Walter Shaub, director of the Office of Government Ethics, sent a memo in April to the White House and federal agencies asking for information about such waivers.
But in a May 17 letter, Mick Mulvaney, director of the Office of Management and Budget, questioned whether the Office of Government Ethics has legal jurisdiction to get information about waivers that have been granted. He said the Justice Department’s Office of Legal Counsel needed to be consulted.
“I therefore request that you stay the data call until these questions are resolved,” Mulvaney wrote Shaub in a letter first reported by the New York Times.
Shaub did not immediately respond to a request for comment.
But former OGE officials said the agency has clear authority to seek such documentation under the 1978 Ethics in Government Act.
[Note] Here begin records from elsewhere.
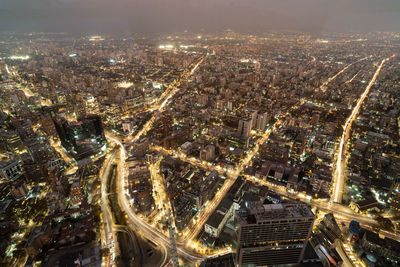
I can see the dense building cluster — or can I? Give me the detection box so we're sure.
[0,31,400,266]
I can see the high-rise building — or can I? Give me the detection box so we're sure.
[236,202,315,266]
[0,159,24,182]
[256,112,269,132]
[238,118,253,139]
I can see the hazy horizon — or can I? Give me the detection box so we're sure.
[0,0,400,34]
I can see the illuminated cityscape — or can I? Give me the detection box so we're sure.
[0,0,400,267]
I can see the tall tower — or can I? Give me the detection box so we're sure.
[236,202,315,267]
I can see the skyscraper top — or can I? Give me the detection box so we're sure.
[237,202,314,225]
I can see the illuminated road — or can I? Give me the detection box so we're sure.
[331,55,395,203]
[319,56,372,93]
[102,56,206,266]
[132,56,206,143]
[99,149,118,266]
[106,134,205,266]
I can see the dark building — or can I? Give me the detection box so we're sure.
[236,202,315,266]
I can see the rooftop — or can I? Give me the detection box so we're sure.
[237,201,314,225]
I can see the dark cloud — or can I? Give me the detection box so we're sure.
[0,0,400,33]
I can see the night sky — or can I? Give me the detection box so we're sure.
[0,0,400,33]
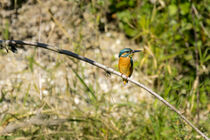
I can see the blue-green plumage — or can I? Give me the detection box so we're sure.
[118,48,140,84]
[119,48,132,57]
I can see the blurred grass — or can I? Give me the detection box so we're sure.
[0,0,210,140]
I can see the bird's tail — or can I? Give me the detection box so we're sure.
[123,79,128,85]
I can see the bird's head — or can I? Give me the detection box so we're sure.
[119,48,141,57]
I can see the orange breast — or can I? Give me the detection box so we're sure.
[118,57,133,77]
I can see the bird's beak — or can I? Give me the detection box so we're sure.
[133,50,141,53]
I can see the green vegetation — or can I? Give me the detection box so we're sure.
[0,0,210,140]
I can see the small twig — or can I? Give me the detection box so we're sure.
[192,4,201,124]
[0,40,210,140]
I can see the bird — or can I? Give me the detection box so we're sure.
[118,48,141,84]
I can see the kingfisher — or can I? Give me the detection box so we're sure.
[118,48,141,84]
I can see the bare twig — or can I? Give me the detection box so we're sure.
[0,40,210,140]
[192,4,201,124]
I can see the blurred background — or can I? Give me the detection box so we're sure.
[0,0,210,140]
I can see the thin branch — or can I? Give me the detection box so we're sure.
[0,40,210,140]
[0,115,86,135]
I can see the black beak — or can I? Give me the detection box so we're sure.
[133,50,141,53]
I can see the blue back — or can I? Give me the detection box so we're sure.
[119,48,132,57]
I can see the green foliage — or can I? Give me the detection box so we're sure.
[110,0,210,139]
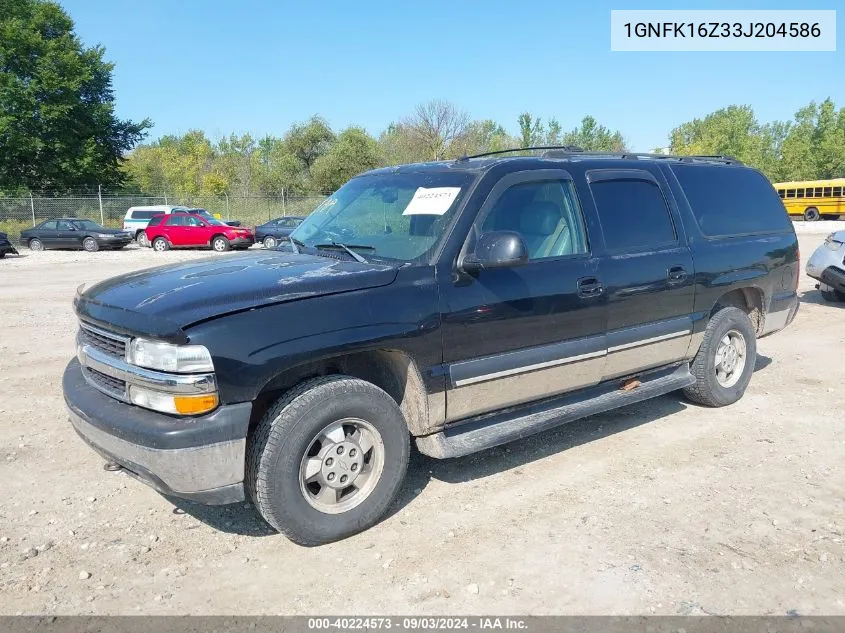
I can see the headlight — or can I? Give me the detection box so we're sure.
[126,338,214,374]
[129,385,218,415]
[824,233,842,251]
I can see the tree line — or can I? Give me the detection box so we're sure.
[0,0,845,198]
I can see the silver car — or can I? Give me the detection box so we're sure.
[807,231,845,301]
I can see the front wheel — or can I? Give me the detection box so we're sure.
[684,307,757,407]
[211,235,232,253]
[153,237,170,253]
[246,375,410,545]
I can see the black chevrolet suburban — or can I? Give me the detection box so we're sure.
[63,148,799,545]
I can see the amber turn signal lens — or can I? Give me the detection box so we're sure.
[173,393,218,415]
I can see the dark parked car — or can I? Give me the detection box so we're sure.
[255,215,305,248]
[63,148,799,545]
[0,233,18,259]
[21,218,134,253]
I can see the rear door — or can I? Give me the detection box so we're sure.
[440,169,605,422]
[586,167,695,379]
[56,220,83,248]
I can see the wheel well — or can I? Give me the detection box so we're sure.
[250,350,430,436]
[710,288,763,335]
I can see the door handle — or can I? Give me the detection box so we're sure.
[578,277,604,297]
[666,266,687,284]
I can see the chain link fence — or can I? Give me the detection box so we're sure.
[0,193,326,242]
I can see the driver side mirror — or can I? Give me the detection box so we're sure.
[461,231,528,272]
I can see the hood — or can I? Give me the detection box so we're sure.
[74,251,398,341]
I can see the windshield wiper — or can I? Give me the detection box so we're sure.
[314,241,376,264]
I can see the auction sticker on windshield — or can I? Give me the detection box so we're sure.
[402,187,461,215]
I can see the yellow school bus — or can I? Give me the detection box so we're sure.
[773,178,845,222]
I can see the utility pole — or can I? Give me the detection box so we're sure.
[97,185,106,226]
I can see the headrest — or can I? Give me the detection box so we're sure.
[519,202,560,235]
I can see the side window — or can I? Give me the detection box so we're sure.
[481,180,587,260]
[671,164,792,237]
[590,179,676,251]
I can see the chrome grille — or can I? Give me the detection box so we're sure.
[79,322,129,359]
[82,367,126,400]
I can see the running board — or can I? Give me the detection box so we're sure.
[416,363,695,459]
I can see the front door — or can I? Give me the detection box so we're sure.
[440,170,606,422]
[587,169,695,379]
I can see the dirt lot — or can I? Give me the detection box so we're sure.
[0,230,845,614]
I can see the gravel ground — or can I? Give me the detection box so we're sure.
[0,230,845,614]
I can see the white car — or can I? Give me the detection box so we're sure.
[807,231,845,301]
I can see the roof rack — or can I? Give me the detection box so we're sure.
[456,145,743,165]
[543,150,743,165]
[456,145,584,162]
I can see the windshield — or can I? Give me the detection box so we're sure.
[291,172,474,261]
[73,220,103,231]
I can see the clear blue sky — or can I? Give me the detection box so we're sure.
[60,0,845,151]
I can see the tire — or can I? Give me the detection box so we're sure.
[211,235,232,253]
[821,288,845,303]
[804,207,822,222]
[246,375,410,546]
[684,306,757,407]
[152,237,170,253]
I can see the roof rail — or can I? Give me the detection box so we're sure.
[543,149,743,165]
[456,145,584,162]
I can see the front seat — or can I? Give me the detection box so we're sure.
[519,202,563,259]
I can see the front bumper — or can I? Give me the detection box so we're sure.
[229,237,255,247]
[62,359,252,505]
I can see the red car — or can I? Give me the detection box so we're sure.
[145,213,255,253]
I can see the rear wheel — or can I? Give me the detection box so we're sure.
[684,307,757,407]
[804,207,822,222]
[246,375,410,545]
[211,235,227,253]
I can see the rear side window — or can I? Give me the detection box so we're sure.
[590,179,675,251]
[672,165,788,237]
[132,211,161,220]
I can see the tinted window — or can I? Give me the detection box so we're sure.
[132,211,161,220]
[672,165,788,235]
[590,179,675,251]
[481,180,587,260]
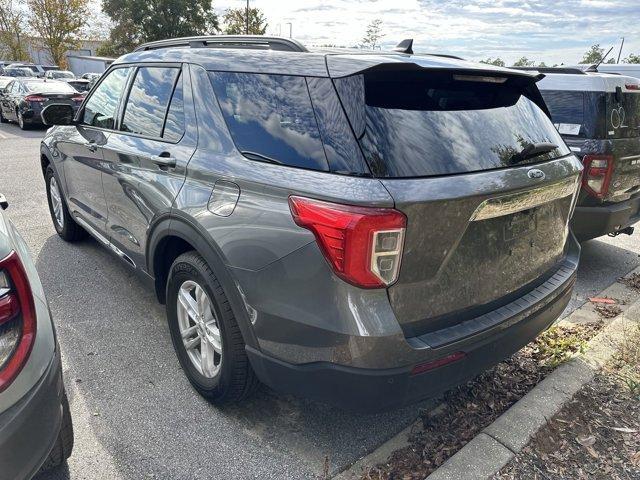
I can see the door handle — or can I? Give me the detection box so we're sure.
[150,153,176,168]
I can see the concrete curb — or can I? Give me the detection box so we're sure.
[427,269,640,480]
[333,268,640,480]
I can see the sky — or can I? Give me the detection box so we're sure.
[213,0,640,65]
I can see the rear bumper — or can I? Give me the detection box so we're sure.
[247,237,579,412]
[572,195,640,240]
[0,349,64,480]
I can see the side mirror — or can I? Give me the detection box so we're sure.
[40,103,75,126]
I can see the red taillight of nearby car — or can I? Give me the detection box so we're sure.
[24,95,47,103]
[582,155,613,198]
[0,252,36,392]
[289,197,407,288]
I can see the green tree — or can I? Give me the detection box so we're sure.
[623,53,640,63]
[0,0,29,61]
[27,0,89,68]
[222,8,268,35]
[99,0,218,56]
[360,18,383,50]
[480,57,506,67]
[513,57,536,67]
[580,43,616,65]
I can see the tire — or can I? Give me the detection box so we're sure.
[166,251,259,405]
[44,165,87,242]
[40,393,73,472]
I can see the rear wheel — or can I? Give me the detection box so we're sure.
[45,165,86,242]
[166,251,258,405]
[40,394,73,472]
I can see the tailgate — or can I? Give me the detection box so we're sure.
[382,155,581,336]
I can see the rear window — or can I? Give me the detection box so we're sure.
[210,72,328,171]
[335,72,569,177]
[540,90,584,135]
[607,91,640,138]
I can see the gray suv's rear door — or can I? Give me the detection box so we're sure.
[102,64,197,269]
[57,67,131,235]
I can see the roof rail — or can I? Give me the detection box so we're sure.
[509,67,586,75]
[134,35,308,52]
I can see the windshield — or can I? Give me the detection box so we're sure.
[49,71,76,78]
[335,72,569,177]
[24,81,76,93]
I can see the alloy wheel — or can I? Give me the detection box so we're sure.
[177,280,222,378]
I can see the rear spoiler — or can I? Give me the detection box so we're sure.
[327,55,551,118]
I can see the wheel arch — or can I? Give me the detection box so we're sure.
[147,214,259,348]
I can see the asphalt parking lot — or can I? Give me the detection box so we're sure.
[0,125,640,480]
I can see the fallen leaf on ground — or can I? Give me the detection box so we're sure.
[589,297,616,305]
[576,435,596,447]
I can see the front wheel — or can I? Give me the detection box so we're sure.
[166,251,258,405]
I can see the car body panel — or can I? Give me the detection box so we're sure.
[101,64,198,268]
[38,48,582,410]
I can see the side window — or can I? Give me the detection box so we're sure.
[120,67,180,138]
[162,75,184,142]
[210,72,328,171]
[82,67,131,128]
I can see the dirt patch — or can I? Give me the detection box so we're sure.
[618,273,640,292]
[362,323,603,480]
[494,330,640,480]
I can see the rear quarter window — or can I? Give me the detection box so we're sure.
[210,72,328,171]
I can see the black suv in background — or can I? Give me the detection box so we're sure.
[41,36,582,410]
[538,68,640,240]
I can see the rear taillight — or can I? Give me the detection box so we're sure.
[24,95,47,103]
[289,197,407,288]
[582,155,613,198]
[0,252,36,392]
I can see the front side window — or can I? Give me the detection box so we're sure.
[121,67,180,138]
[82,67,131,129]
[210,72,328,171]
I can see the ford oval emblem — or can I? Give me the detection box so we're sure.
[527,168,546,180]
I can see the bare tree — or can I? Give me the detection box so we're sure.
[27,0,89,67]
[0,0,29,61]
[360,18,383,50]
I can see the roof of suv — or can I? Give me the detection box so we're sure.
[114,36,541,79]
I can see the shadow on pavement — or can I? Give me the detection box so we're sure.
[37,235,421,478]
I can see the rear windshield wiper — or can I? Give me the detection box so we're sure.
[509,142,558,165]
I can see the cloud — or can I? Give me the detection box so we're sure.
[214,0,640,64]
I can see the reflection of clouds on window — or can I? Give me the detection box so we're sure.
[211,73,327,170]
[83,68,130,128]
[336,75,568,177]
[162,76,184,142]
[122,67,180,137]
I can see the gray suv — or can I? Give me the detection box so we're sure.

Without such reports, they said, it is impossible to know how many appointees have been granted exemptions from ethics rules – and how much leeway they have under the waivers.
“This is unprecedented interference with OGE,” said Don Fox, a former general counsel and acting director of the ethics office.
“The Ethics and Government Act was part of a whole package of post-Watergate legislation that had a common theme of transparency,” he added. “If there is nothing to hide, why hide it?”
OMB officials did not respond to requests for comment.
The tussle centers on OGE’s effort to determine whether the administration is complying with federal ethics regulations, including an executive order Trump signed in January that, among other measures, prohibits former lobbyists who join the government from participating in any matter they lobbied on for two years.